From: Jukka K. Korpela (jkorpela@cs.tut.fi)
Date: Mon Aug 09 2010 - 13:21:13 CDT
John H. Jenkins wrote:
> The basic idea is that "plain text" is the minimum amount of
> information to process the given language in a "normal" way.
That's a bit vague. We don't normally "process" languages; we read texts.
Whether font or color variation is essential for understanding really
depends on the author's purposes and choices, not on language,
> FOR
> EXAMPLE, ALTHOUGH ENGLISH CAN BE WRITTEN IN ALL-CAPS, IT USUALLY
> ISN'T, AND DOING IT LOOKS WRONG.
I wouldn't say it looks wrong. Surely it is often typographically poor or
just stupid, but it might be a consequence of technical limitations (there
are still loads of systems that make no case distinction in texts, so in any
relevant aspect, they are effectively "uppercase-only"), and all-caps
English is quite understandable, though boring to read, provided that some
precautions are made by writers.
> We therefore have both upper- and
> lower-case letters for English.
It's just a distinction that you _can_ (and usually do) make in plain text
English. It's not an inherent distinction: all-caps English is still
English, though poorly written by modern standards.

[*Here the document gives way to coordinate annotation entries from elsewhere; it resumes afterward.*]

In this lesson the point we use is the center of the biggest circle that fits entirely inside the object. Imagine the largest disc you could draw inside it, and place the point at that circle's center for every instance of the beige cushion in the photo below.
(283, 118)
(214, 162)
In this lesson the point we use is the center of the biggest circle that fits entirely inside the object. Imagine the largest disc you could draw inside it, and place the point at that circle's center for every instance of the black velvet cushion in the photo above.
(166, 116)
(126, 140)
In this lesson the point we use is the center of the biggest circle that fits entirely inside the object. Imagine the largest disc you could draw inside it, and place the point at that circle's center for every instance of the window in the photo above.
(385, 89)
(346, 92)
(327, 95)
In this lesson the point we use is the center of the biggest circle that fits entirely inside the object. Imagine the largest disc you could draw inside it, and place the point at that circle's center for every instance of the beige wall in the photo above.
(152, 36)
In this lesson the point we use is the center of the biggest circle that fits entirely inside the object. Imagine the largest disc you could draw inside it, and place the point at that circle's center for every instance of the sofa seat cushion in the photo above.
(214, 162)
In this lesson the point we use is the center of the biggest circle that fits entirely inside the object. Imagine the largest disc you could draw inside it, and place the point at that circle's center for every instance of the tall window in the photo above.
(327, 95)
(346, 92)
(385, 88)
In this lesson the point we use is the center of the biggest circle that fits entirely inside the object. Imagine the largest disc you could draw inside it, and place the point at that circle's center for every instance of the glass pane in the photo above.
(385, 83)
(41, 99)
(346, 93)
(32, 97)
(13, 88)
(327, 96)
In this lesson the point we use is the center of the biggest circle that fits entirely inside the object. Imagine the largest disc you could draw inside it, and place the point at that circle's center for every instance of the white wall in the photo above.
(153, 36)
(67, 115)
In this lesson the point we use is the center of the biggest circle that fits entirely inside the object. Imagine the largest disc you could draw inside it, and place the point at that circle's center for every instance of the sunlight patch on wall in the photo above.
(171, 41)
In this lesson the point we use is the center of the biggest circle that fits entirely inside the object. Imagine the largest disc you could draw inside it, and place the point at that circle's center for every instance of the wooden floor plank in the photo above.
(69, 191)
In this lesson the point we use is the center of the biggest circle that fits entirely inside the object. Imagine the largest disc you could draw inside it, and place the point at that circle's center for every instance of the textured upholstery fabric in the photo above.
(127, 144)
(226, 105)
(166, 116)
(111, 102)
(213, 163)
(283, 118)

> Arabic, on the other hand, absolutely must have some way of allowing
> for different letter shapes in different contexts, or it looks just
> wrong, so Arabic "plain text" must have facility to allow for that,
> either by explicitly having different characters for the different
> shapes the letters take, or by providing a default layout algorithm
> that defines them.
But "layout algorithms" are not part of character encoding or part of the
definition of "plain text". It's not OK to render plain text Arabic, encoded
at logical level (i.e., letters encoded abstractly and not as contextual
forms), in a simplistic manner that uses a one letter - one glyph model. But
that's not part of the definition of "plain text" at all.
> Yes, there are issues which end up being judgment calls, and it's
> easy to come up with cases where you can't really capture the full
> semantic intent of the author without what Unicode calls "rich text."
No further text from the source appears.